A coalition of organisations, including trade bodies Kunsten ’92 and Association of Dutch Music Venues and Festivals’ (VNPF), launched a joint campaign against the government’s plans earlier this year.
Kunsten ’92 had warned the government’s plan to raise the VAT rate for the sector by 9% to 21% from 2026 would lead to a €350 million annual loss in income and have a “negative domino effect” on the Dutch business.
The government said the increase would have generated €1.2 billon for the treasury, but campaigners argued it would add more than 10% to the price of tickets.
However, during this week’s debate on the Tax Plan 2025, finance minister Eelco Heinen committed to working with the coalition and opposition to find an alternative to the proposal.
“Kunsten ’92 is pleased that the VAT on art and culture is being reconsidered”

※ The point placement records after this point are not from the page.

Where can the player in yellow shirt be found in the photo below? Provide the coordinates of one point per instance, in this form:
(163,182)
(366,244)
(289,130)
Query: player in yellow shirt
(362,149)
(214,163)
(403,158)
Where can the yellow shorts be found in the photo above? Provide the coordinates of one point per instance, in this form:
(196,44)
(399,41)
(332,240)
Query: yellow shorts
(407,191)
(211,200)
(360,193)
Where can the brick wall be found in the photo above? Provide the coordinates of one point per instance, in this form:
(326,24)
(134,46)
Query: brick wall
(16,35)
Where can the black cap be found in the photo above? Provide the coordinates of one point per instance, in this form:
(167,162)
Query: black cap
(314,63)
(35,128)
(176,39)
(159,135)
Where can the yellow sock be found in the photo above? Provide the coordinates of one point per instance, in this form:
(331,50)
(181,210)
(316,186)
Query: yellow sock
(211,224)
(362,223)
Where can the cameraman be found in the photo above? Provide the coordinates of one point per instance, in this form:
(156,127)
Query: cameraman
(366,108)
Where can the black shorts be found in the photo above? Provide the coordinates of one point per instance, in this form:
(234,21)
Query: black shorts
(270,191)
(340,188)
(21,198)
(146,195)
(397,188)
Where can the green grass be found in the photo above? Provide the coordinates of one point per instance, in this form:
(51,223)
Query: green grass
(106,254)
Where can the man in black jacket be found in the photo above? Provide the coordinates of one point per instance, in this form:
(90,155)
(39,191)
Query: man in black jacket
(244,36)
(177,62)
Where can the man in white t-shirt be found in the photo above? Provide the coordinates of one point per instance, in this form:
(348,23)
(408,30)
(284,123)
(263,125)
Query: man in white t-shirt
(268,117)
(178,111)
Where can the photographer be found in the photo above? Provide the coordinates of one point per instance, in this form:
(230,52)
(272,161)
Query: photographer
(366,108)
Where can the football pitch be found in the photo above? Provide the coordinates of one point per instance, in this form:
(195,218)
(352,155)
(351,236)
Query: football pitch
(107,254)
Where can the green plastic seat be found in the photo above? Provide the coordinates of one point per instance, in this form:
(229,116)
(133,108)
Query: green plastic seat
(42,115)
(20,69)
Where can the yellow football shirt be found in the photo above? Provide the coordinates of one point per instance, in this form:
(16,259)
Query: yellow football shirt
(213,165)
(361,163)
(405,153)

“Kunsten ’92 is pleased that the VAT on art and culture is being reconsidered by the cabinet and the House of Representatives,” says Astrid Weij, director of Kunsten ’92. “They have worked very hard to show that the measure has major negative consequences for the cultural and creative sector. That has worked.”
The VNPF explains the cabinet was forced to scrap the measure by opposition parties in the House of Representatives, as the proposal would not have gained a majority in the senate without their support, although a tax rise for hotels and other lodging accommodation will still go ahead.
A full-page advert appeared in every national and regional newspaper on 3 June with the message #nohigherebtw (nohigherVAT) on behalf of the cultural alliance.
“Every Dutch citizen will feel the VAT increase in their wallet,” cautioned Weij at a rally in September. “Whether you like museums, visit concerts, play sports, read books or have a newspaper subscription: everything will become more expensive. This will lead to people being forced to drop out, while these things actually contribute to our well-being.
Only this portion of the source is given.